= Colleton baronets =

Extinct baronetcy in the Baronetage of England

Escutcheon of the Colleton baronets of London

Arms of Colleton: Or, three stag's heads couped proper

The Colleton Baronetcy, of London, was a title in the Baronetage of England. It was created on 18 February 1661 for John Colleton, in reward for his support for the Royalist cause during the Civil War. The second Baronet represented Bossiney in Parliament. The title became extinct on the death of the ninth Baronet in 1938.

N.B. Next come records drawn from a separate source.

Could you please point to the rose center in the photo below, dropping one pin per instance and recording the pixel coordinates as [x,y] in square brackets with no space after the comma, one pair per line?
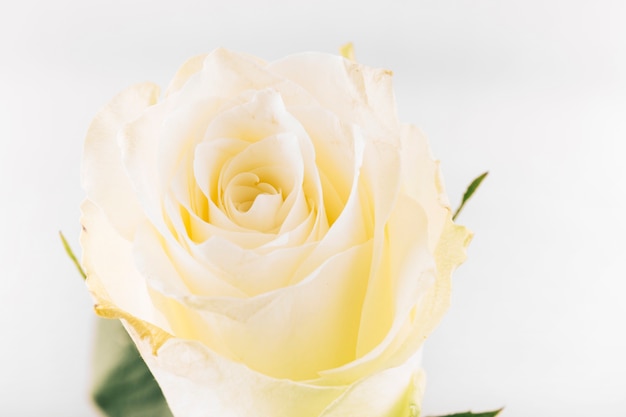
[252,202]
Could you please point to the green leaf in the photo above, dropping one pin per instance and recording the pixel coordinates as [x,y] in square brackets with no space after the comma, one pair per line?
[470,414]
[470,191]
[70,253]
[123,385]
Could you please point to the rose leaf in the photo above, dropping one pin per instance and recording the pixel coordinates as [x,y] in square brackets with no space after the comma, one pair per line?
[70,253]
[471,189]
[122,384]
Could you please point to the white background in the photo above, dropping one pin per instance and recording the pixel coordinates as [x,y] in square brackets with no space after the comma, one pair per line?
[534,91]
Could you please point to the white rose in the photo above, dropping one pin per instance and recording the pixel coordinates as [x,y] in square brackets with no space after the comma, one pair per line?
[276,243]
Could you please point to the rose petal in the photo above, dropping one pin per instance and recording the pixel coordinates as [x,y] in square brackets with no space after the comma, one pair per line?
[197,382]
[423,182]
[103,176]
[125,286]
[357,94]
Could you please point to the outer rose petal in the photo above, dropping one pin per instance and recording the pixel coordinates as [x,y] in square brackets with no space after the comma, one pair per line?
[103,175]
[199,383]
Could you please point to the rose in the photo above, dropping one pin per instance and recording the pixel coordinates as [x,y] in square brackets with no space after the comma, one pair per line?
[274,240]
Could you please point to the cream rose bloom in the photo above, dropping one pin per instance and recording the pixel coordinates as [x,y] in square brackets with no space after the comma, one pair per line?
[275,242]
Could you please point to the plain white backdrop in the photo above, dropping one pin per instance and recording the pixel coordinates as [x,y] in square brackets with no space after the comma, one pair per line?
[534,91]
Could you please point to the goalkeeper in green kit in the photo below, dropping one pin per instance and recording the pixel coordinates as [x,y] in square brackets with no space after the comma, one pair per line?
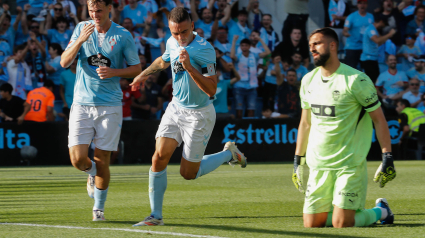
[339,104]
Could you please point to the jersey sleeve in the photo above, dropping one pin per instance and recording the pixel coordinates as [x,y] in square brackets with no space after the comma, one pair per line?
[166,55]
[76,34]
[365,93]
[207,60]
[130,51]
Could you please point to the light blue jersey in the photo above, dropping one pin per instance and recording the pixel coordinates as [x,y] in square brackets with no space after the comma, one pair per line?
[370,48]
[406,64]
[357,26]
[117,46]
[62,39]
[412,73]
[389,81]
[205,27]
[186,92]
[137,15]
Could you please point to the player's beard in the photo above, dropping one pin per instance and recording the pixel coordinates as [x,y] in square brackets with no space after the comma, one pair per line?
[322,59]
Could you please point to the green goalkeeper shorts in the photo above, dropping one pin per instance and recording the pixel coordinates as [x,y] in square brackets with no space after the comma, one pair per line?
[345,188]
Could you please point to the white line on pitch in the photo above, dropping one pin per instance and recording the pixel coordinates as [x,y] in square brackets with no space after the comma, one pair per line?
[113,229]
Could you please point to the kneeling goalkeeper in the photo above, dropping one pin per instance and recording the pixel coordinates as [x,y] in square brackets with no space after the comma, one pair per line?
[334,137]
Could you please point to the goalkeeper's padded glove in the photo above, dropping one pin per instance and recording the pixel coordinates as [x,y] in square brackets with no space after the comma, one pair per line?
[297,175]
[386,170]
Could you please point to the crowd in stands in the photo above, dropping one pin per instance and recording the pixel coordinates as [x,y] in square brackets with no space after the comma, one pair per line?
[259,70]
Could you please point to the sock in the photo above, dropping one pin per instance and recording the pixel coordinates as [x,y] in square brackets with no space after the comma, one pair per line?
[211,162]
[92,171]
[367,217]
[99,198]
[157,187]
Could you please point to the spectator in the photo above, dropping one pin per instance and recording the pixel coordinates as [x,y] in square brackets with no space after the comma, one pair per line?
[287,47]
[19,72]
[354,28]
[297,18]
[41,102]
[267,33]
[417,25]
[35,59]
[418,72]
[371,41]
[67,81]
[239,28]
[288,96]
[129,98]
[408,52]
[413,95]
[11,107]
[137,13]
[151,101]
[223,85]
[61,35]
[246,89]
[204,22]
[53,67]
[392,82]
[410,119]
[296,65]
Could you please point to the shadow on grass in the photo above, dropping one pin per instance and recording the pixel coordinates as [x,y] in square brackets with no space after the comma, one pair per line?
[248,230]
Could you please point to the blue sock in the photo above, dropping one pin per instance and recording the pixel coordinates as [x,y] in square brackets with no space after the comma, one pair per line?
[92,171]
[210,162]
[99,198]
[157,187]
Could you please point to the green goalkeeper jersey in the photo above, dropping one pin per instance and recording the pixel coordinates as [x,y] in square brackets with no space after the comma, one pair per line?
[341,130]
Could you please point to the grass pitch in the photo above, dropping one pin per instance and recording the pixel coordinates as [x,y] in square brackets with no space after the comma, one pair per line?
[258,201]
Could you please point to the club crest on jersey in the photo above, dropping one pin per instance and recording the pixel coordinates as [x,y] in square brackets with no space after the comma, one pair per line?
[178,68]
[112,43]
[335,95]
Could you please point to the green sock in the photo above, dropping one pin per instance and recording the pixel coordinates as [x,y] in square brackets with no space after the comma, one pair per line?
[367,217]
[362,218]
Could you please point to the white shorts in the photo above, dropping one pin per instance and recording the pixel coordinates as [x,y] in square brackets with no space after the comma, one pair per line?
[191,126]
[103,123]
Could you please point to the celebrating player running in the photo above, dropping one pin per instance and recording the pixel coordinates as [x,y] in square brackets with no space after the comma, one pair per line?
[190,117]
[97,108]
[339,104]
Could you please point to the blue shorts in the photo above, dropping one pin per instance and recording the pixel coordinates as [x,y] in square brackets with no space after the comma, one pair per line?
[243,95]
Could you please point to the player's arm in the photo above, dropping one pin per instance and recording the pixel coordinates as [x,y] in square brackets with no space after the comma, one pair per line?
[71,52]
[208,83]
[158,65]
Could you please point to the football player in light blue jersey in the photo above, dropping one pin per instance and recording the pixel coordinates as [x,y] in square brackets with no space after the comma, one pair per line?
[190,116]
[96,112]
[354,28]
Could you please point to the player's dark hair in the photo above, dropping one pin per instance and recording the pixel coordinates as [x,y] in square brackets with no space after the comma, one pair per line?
[266,14]
[404,102]
[245,41]
[19,47]
[178,15]
[94,2]
[328,33]
[48,83]
[57,47]
[6,87]
[291,70]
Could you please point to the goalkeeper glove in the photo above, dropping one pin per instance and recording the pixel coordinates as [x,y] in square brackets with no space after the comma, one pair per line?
[386,170]
[298,173]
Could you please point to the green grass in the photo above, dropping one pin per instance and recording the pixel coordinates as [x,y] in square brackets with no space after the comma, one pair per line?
[258,201]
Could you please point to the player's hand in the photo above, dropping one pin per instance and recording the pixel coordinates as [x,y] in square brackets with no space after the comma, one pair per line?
[20,120]
[184,59]
[386,170]
[298,173]
[105,72]
[138,82]
[86,32]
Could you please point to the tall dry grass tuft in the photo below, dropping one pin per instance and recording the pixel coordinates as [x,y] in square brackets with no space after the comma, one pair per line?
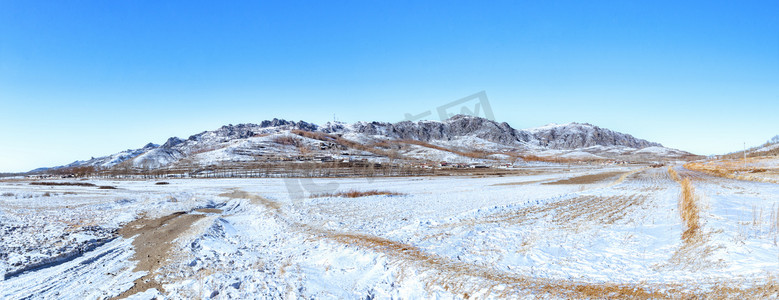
[688,208]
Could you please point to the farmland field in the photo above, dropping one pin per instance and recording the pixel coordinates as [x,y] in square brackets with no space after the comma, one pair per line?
[589,231]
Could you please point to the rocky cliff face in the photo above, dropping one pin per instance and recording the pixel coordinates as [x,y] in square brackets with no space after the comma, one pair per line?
[457,126]
[232,142]
[578,135]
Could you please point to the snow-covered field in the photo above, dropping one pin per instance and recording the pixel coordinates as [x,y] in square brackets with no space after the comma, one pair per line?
[592,232]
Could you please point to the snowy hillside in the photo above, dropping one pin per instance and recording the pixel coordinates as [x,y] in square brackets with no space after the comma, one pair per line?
[460,139]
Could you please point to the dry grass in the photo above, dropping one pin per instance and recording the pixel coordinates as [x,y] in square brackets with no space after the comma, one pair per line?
[357,194]
[586,179]
[733,169]
[688,209]
[472,280]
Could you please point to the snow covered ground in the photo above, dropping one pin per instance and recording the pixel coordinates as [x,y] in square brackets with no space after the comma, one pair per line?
[592,232]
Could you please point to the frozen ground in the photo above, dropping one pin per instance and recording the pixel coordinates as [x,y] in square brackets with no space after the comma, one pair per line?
[588,233]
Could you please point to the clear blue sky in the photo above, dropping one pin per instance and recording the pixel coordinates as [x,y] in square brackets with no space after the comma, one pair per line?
[90,78]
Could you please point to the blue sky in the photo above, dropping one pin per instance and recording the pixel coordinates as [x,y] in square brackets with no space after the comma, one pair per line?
[90,78]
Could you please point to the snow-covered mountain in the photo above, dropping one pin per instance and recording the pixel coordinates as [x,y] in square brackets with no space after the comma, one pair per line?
[460,139]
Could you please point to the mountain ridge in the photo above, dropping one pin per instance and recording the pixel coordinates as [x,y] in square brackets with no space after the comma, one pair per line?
[435,140]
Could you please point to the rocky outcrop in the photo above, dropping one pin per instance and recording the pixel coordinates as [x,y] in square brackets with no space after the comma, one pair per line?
[582,135]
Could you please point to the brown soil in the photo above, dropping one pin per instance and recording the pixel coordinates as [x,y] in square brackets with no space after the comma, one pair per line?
[209,210]
[587,179]
[518,183]
[152,242]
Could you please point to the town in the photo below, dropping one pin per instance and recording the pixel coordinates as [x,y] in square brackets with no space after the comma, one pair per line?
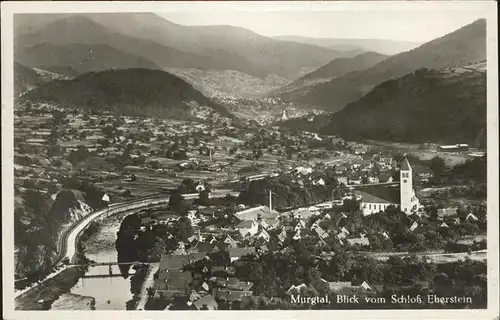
[278,213]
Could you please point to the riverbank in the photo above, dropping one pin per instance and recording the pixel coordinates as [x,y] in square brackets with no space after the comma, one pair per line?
[42,296]
[69,301]
[149,282]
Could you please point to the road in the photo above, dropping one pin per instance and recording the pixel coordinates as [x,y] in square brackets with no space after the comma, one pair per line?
[436,257]
[68,242]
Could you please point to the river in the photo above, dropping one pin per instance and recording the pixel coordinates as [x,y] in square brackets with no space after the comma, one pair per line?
[109,292]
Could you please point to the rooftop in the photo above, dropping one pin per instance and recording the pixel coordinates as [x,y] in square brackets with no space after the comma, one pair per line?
[380,194]
[238,252]
[173,262]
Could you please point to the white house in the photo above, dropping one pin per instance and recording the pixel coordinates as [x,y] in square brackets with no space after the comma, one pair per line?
[378,198]
[247,228]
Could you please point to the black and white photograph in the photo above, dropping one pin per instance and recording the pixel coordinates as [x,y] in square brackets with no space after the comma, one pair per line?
[317,156]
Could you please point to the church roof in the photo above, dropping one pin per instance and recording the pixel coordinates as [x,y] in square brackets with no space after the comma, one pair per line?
[406,165]
[380,194]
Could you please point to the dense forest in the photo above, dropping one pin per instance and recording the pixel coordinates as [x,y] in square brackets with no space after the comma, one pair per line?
[425,106]
[135,92]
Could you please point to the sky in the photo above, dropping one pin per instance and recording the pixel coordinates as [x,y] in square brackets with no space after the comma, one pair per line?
[414,26]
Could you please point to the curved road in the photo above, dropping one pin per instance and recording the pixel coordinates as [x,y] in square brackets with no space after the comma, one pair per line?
[68,242]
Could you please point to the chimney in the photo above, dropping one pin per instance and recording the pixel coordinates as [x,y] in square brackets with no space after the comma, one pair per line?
[270,200]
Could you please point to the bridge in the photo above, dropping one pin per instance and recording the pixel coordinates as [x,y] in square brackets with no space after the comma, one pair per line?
[113,263]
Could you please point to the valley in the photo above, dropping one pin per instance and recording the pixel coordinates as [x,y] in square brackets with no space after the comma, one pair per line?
[190,167]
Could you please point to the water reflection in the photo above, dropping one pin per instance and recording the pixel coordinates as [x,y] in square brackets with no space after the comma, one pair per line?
[110,292]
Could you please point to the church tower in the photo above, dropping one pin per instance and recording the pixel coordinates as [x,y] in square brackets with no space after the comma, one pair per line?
[408,199]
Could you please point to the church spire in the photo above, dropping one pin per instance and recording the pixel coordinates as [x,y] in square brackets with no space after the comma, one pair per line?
[406,165]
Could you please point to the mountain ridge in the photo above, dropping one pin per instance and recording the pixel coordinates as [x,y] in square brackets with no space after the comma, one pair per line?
[139,92]
[463,46]
[438,106]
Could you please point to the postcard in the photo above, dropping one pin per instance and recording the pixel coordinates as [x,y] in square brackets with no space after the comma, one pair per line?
[255,159]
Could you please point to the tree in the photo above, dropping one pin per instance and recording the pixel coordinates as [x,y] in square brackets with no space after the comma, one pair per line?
[183,229]
[204,198]
[176,201]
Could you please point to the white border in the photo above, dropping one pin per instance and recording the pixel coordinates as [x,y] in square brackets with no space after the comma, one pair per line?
[9,8]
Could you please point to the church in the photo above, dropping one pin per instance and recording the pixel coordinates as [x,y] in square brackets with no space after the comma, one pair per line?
[378,197]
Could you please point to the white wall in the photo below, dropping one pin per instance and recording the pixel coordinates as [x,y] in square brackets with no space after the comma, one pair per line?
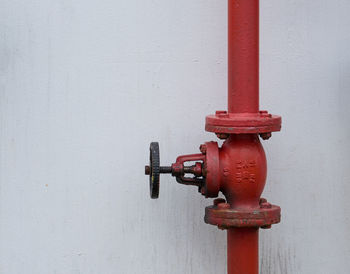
[86,85]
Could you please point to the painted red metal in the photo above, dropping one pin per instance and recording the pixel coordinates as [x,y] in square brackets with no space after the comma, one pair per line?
[238,168]
[243,56]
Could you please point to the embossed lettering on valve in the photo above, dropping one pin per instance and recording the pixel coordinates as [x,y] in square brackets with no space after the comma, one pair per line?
[245,171]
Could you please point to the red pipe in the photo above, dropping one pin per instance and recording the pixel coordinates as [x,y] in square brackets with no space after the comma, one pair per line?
[243,97]
[243,56]
[237,168]
[243,250]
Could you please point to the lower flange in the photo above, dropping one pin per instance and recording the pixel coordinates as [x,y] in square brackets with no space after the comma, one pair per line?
[224,217]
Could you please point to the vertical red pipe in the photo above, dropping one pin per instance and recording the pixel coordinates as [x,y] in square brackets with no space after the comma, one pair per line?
[243,97]
[243,250]
[243,56]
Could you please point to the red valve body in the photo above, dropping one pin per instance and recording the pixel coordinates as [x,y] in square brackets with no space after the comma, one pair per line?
[243,170]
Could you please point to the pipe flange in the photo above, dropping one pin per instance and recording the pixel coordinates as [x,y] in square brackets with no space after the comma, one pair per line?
[241,123]
[224,217]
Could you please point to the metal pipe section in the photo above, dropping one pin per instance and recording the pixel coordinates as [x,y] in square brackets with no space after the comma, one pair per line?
[243,56]
[243,251]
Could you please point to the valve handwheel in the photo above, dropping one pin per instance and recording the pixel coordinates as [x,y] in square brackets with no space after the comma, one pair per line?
[153,170]
[177,169]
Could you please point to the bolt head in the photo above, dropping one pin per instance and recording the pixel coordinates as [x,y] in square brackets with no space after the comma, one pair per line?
[147,170]
[265,136]
[219,201]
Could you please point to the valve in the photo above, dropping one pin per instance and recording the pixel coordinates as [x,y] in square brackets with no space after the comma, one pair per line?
[177,169]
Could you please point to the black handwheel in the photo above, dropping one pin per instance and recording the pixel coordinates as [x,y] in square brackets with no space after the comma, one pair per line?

==Colleton baronets, of London (1661)==
- Sir John Colleton, 1st Baronet (c. 1608–1667)
- Sir Peter Colleton, 2nd Baronet (1635–1694)
- Sir John Colleton, 3rd Baronet (1669–1754)
- Sir John Colleton, 4th Baronet (1738–1778)
- Sir John Snell Colleton, 5th Baronet (1775–1801)
- Sir James Nassau Colleton, 6th Baronet (1752–1815)
- Sir James Roupell Colleton, 7th Baronet (1783–1848)
- Sir Robert Augustus Fulford Graves Colleton, 8th Baronet (1824–1866)
- Sir Robert Augustus William Colleton, 9th Baronet (1854–1938), who left no heir.